With Grimaldi, Piraeous is day 9 and Limassol day 13... Honestly though, I really can't make out that PDF for the EURO MED schedule with Grimaldi. Trying to decipher it, the prices look anything but modest - I can't do otherwise. If a round trip, cost would be ridiculous. Since it's only North-South Cyprus that has any 'potential' issue, I could return the route I've mentioned. The other alternative, shipping + flight, is way too 'complicated' for (a guy like) me. :confused2:

As I understand it, however, there isn't a problem, there's simply a procedure; I have to buy extra insurance on each side of the border, obtain a visa at the crossing point which I can have stamped instead of my passport stamped to allow crossing, and have my passport checked each side, and basically not take any goods. I should also have the vehicle registerd in my own name to at least keep things more simple, and certainly not be in a hire vehicle.. Weekends are busier, main border is Ledra Palace in Nicosia (but only for foot) Metehan in Nicosia can take vehicles, also Guzelyurt and Dhekelia allow vehicles. With V5, own name insurance, green card present, card and paper license I think I'd have most things covered. The 'illegality' is a technicality but this border has been open for 10 years now? I think confiscation would be unfortunate but improbable for my circumstances.


----------



## Zivana (Aug 27, 2013)

*In*

Ok, made it. It took me 11 days, though I did spend 5 nights in Goreme, Turkey. Really, the biggest bother was the border nonsense at Tusascu - their processing procedure is just very convoluted and trying. I had no harder time than anyone else, Turks included, just that I was in leathers which made it a little more uncomfortable. The multiple queuing at Tusascu was 3, maybe 4, hours - passport booth, port fee booth, police passport booth, customs booth, original passport booth. The port fee booth is on the left immediately after the gate. Then at Girne again, more multiple queuing for insurance and customs. Insurance is 'Sigorta' and is in the booth up the steps outside the big grey building next to the passport control booths. You must get the yellow slip stamped by customs or it is 'not finish'. Your V5 will be in tatters or at least in 2 parts after all this. The ferry was 8 hours, and I get the impression departure times are vague to the point of 5 hours. The yellow customs slip needs to be handed in at eg. the Metehan (Turkish)/Ayios Demetios (Greek) border, and needs to be renewed each crossing and lasts a month each time. This must be renewed before the month close or it's 50E per day! Crossing via Turkey, you must return the same way. 
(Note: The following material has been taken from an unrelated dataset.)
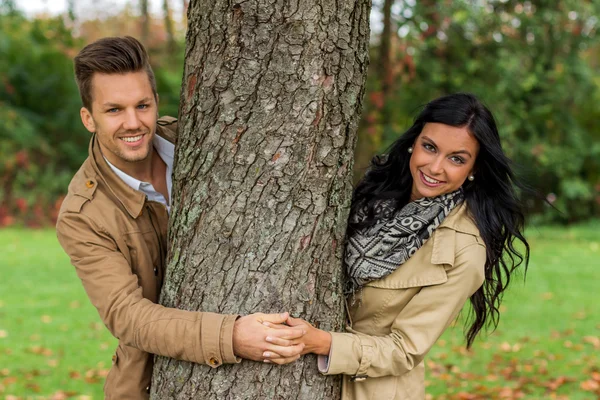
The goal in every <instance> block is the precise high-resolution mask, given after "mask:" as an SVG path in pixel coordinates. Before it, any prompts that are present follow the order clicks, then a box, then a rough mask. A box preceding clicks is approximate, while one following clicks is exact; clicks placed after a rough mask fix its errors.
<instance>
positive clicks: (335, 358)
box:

Coming into Turkey via Svelingrad, Bulgaria: you need a Turkish travel visa (like a postage stamp in your passport) to pass. You can get insurance (check the price paid with what's printed) after the first Turkish passport booth in the big GTi duty free building on the left. They only take Turkish lira, dollars or euros, not Bulgarian dinar - you can't change Bulgarian dinar here either in the bank next to the insurance shop (The bank also goes on breaks). The bank has an ATM at 3.5% fee for TL only. The travel visa I got from booth 92 for 15 euros at the big array of passport/customs booths after the GTi building, or A1 building if towards Bulgaria / Svelingrad. 
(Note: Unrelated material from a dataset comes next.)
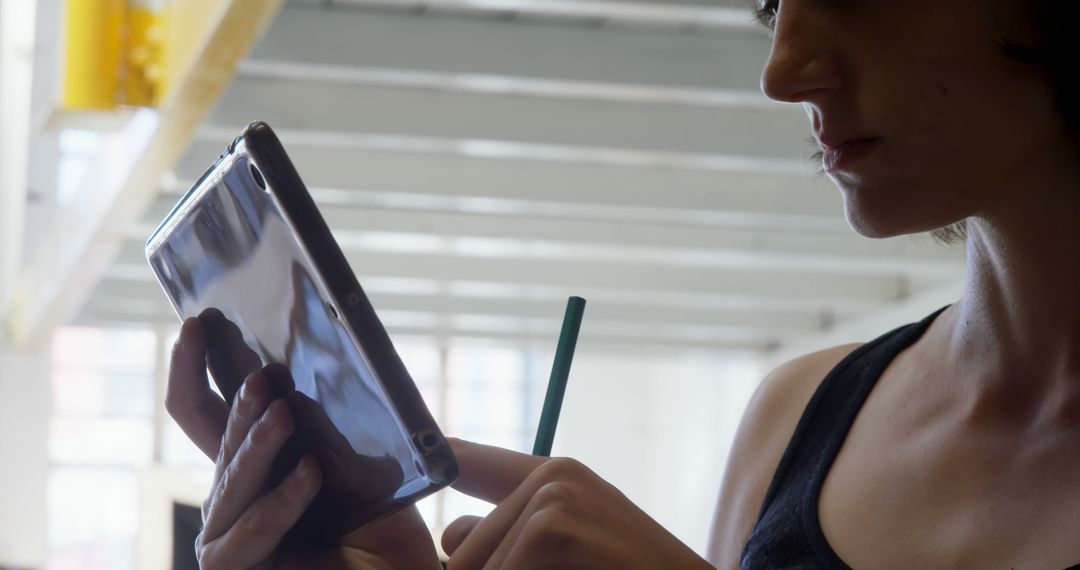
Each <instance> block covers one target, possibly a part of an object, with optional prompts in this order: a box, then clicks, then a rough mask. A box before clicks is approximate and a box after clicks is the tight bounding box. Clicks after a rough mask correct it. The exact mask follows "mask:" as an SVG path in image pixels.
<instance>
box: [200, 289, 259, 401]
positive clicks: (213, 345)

Other tips I have are more motorcycle related. But this post should have the relevant keywords for those doing a search engine search.


----------



## buster12 (Oct 9, 2012)

Zivana said:


> Thanks Pam and Dave,
> 
> It's not the best situation. If it happens I'll just have to talk nicely and hope for understanding. I'm taking my V5 along with, and my paper license. Will just have to explain the trip, and that I could only go this way. Aside from the technicality, is there any concern they might have that I should need to address, do you think?
> 
> Cheers. Peace, Luck & Skill.


As you are only planning to visit Cyrpus rather than to stay, I would not expect you would have a problem. I have spoken to a variety of tourist who have done this and it seems to be OK as long as you return by the same route, ensuring you get he paperwork all stamped!! German and Dutch motorhomers in particular do this trip in this way regulalrly without a problem. The problem arises if you come in via North Cyrpus with the intention of staying in the South.

Good luck with your trip!

David


----------